Обычно он старается не показывать своей усталости, и теперь я даже не понимала, как мне реагировать. Ведь он всегда держит себя в руках. Одежда, волосы, движения пальцев, слова на губах — все должно быть подчинено его воле. Полный контроль над системой координат в которую демонстрация пота не вписывалась хоть тресни.
Но о потраченных усилиях он, похоже, совсем не жалеет. Поскольку теперь на этой кровати вытворяет со мной что угодно.
* * *
Здесь, в комнате, звон колокола угнетает меня куда сильнее, чем в городе. И это понятно, вот же он, колокол: протяни руку — дотронешься. К одиннадцати утра и к пяти вечера я сжимаюсь в углу, зарываясь лицом в колени. Закрываю глаза, прекращаю дышать. Блокирую все свои чувства, надеясь хоть как-то облегчить шок от надвигающегося удара. Но в последние секунды, когда гигантский язык уже раскачивается меж стен колокольной чаши, понимаю, что всякое сопротивление бессмысленно.
Звон колокола расползается по потолку, ударяет в стены, сотрясает половицы и, не находя себе выхода, затапливает комнату до последнего уголка. Неумолимой волной накатывает на меня. И не отступает, сколько ни отбивайся.
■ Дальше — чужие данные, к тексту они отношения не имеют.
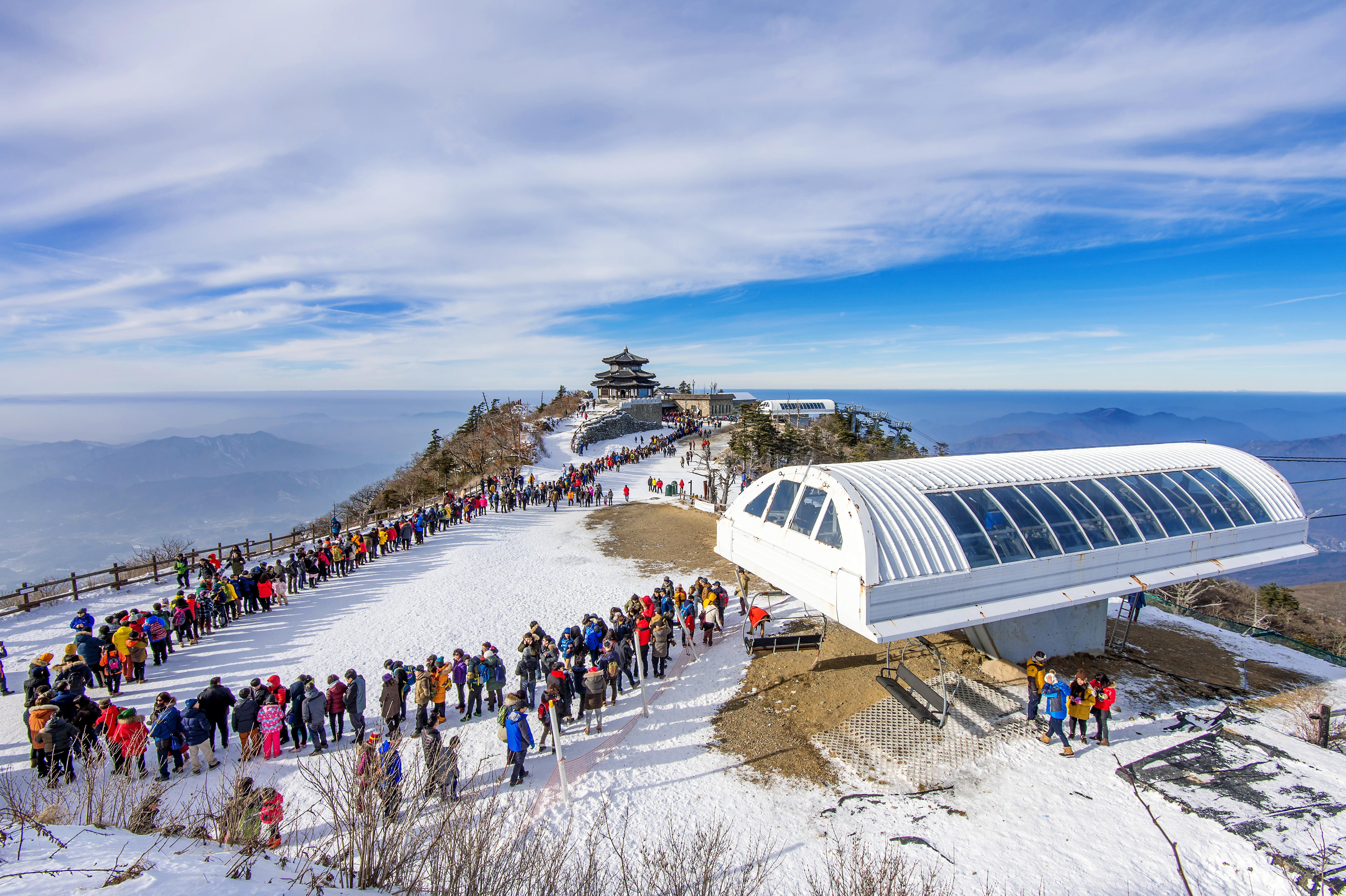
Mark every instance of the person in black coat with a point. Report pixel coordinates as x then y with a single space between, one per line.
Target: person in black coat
246 724
215 703
38 680
295 714
91 650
В день, когда он привел меня сюда, первый колокол загрохотал ровно в пять, и мне почудилось, будто все пишмашинки разом подняли душераздирающий вой. Словно все запечатанные в них голоса застонали одновременно. Хотя, наверное, если таким же хором заставить каждую из них напечатать по букве, звук будет не хуже…
Свою пишмашинку среди остальных я опознать уже не могу. Поначалу она еще сохраняла свою новизну: сверкала улыбкой литер, манила гладкостью крышки. Но вскоре ее клавиши подернулись пылью, полировка поблекла, — и в итоге моя старая добрая машинка просто-напросто утонула, как в бездонном болоте, в бесчисленных грудах себе подобных.
Так, может, все действительно так, как он говорит? И в каждой машинке запечатан чей-нибудь голос? Но если наши голоса могут истощаться и гаснуть так же, как наши тела, то, наверное, почти все машинки, погребенные в недрах этих металлических гор, уже давно испустили дух…
А однажды я заметила, что больше не помню звука своего голоса. Это привело меня в ужас. Как же я могла забыть голос, которым мне удалось проболтать в своей жизни неизмеримо дольше, чем прозябать, его потеряв?
В мире, где все с ног на голову, лишиться того, что мы считаем своим и больше ничьим, оказывается куда проще, чем кажется. Если разрубить наше тело на части и перемешать их с частями других людей, очень нелегко будет ответить на вопрос: «Ну, и где здесь твой левый глаз?» Вот и со мной то же самое. Теперь мой голос прячется в самых глубоких щелях моей машинки — сжимается там в комочек и старается не дышать.